Sibirische Erziehung - Nicolai Lilin

  • Der Autor
    Nicolai Lilin, geboren 1980 in der Stadt Bender in Transnistrien, kam 2003 nach Italien, ins piemontesische Cuneo, wo er als Tattoo-Künstler lebt.


    "Sibirische Erziehung" ist Nicolai Lilins erstes Buch, erschienen 2009. Nicht zuletzt durch die enthusiastische Besprechung Roberto Savianos, Autor des Mafia-Bestsellers Gomorrha, wurde dieser Bericht von einer faszinierend unwahrscheinlichen Welt des »ehrbaren Verbrechens« zu einem sensationellen Erfolg.


    Kurzbeschreibung
    Anschaulich und direkt, stolz und nicht ohne Selbstironie erzählt Nicolai Lilin, Abkömmling der sibirischen Urki, eines Kriminellenclans, in seinem ersten Roman, einer Abfolge verblüffender, teils atemberaubender Geschichten, vom Aufwachsen in Transnistrien, wohin die Urki 1938 auf Stalins Befehl umgesiedelt wurden, und von der Urki-Erziehung, die aus ihm den lebenden Widerspruch eines »ehrbaren Kriminellen« machen sollte. Die Kinder sammeln ihre Erfahrungen in Kämpfen mit Jugendbanden und mit der Polizei. Dolche und Molotowcocktails, bald auch Pistolen kommen zum Einsatz. Vom Straflager sprechen sie wie andere vom Militärdienst oder den sonstigen Aussichten eines Erwachsenenlebens. Die Alten dagegen, die »Großväter«, bringen ihnen durch selbst erlebte und beglaubigte Exempel Freundschaft, Loyalität, Freigebigkeit und die Pflicht, Kinder, Alte und Behinderte zu schützen, bei - sowie die strengen Urki-Regeln erlaubter Gewaltanwendung.



    Meine Meinung
    Zunächst habe ich einige Seiten gebraucht um in diese Geschichte, in diese merkwürdige fremde Welt hineinzufinden. Erstmal befremdlich klingen diese immer wiederkehrenden Begriffe: "ehrbare Kriminelle", "kriminelle Würde", "das kriminelle Gesetz", "kriminelle Autoritäten", "ehrbare Waffen" sowie "unehrbare Waffen", Polizisten werden herablassend nur als "Köter" bezeichnet, es ist verboten mit ihnen zu sprechen. Geld ist "Dreck" und darf nicht angefasst werden, dies steht ja in absolutem Widerspruch zu dem, was man sonst mit Kriminalität - Aneignung von fremdem Eigentum zu Vermehrung des eigenen Reichtums - verbindet. Diese Welt der Urki ist gewalttätig und brutal. Gewalt darf aber nur nach festen Regeln verübt werden, wer dagegen verstößt wird streng bestraft. Raub oder Mord an "Kötern" ist "ehrenvoll", Zuhälterei dagegen ist unrein, wer so etwas ausübt hat keine kriminelle Würde und gehört zu den Ausgestoßenen. Diese kriminellen Gesetze sind kompliziert, enthalten aber doch eine merkwürdige Logik. Die "ehrbaren Kriminellen" sind stolz auf ihre sibirische Herkunft, sie sind orthodox-gläubig, Ikonen sind wichtig, und "der Herr und Jesus Christus" werden oft angesprochen, wie aber Nicolai auch mit einem leichten Augenzwinkern erzählt, sie sind orthodox-gläubig mit einem starken heidnischen Einschlag.

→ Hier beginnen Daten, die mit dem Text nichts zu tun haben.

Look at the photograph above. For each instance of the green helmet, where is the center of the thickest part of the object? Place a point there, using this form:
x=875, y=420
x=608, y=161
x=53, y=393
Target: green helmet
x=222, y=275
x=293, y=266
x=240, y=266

    Nach einer Weile des Lesens habe ich dann aufgrund der russischen Geschichte auch den Hintergrund der Entstehung dieser Welt der "ehrbaren Kriminellen" nachvollziehen können. Im Zarenreich lebten goße Teile der Bevölkerung in Armut und Elend, dann kamen der erste Weltkrieg und die Russische Revolution, Kommunismus, Stalinismus und die Zustände in der Sowjetunion. Zu keiner Zeit - vom russischen Reich über die Zeit der Sowjetunion, vielleicht sogar bis heute - waren Menschenrechte wirklich anerkannt. Das maßgebliche Gesetz war bis in das 20. Jahrhundert eher, dass ein Menschenleben billig ist, und durch staatliche Autorität schnell ausgelöscht werden kann.


    Die Gesellschaft der sibirischen Urki, dieser "ehrbaren Kriminellen", kann man also nicht mit dem Maß eines modernen Rechtsstaats messen, wie wir ihn kennen und gewohnt sind. Die Urki erkennen kein staatliches Gesetz an, die Freiheit des Einzelnen ist absolut und muss verteidigt werden, staatliche Gesetze und "Köter" müssen bekämpft werden, und einen "Köter" zu töten ist ja ehrenvoll.


    Für die Kinder der Urki ist Gewalt etwas alltägliches, sie lernen von kleinauf, Tiere zu töten, deren Fleisch für die Mahlzeiten verwendet wird und irgendwann kommt der Punkt an dem Gewalt gegen Menschen genauso "normal" wird. Die Jungen prügeln sich oft, es gehört mit zu ihrer Erziehung, ihrem Ehrgefühl, sich von Jungen aus anderen Stadtvierteln oder Gruppenzugehörigkeiten nichts gefallen zu lassen.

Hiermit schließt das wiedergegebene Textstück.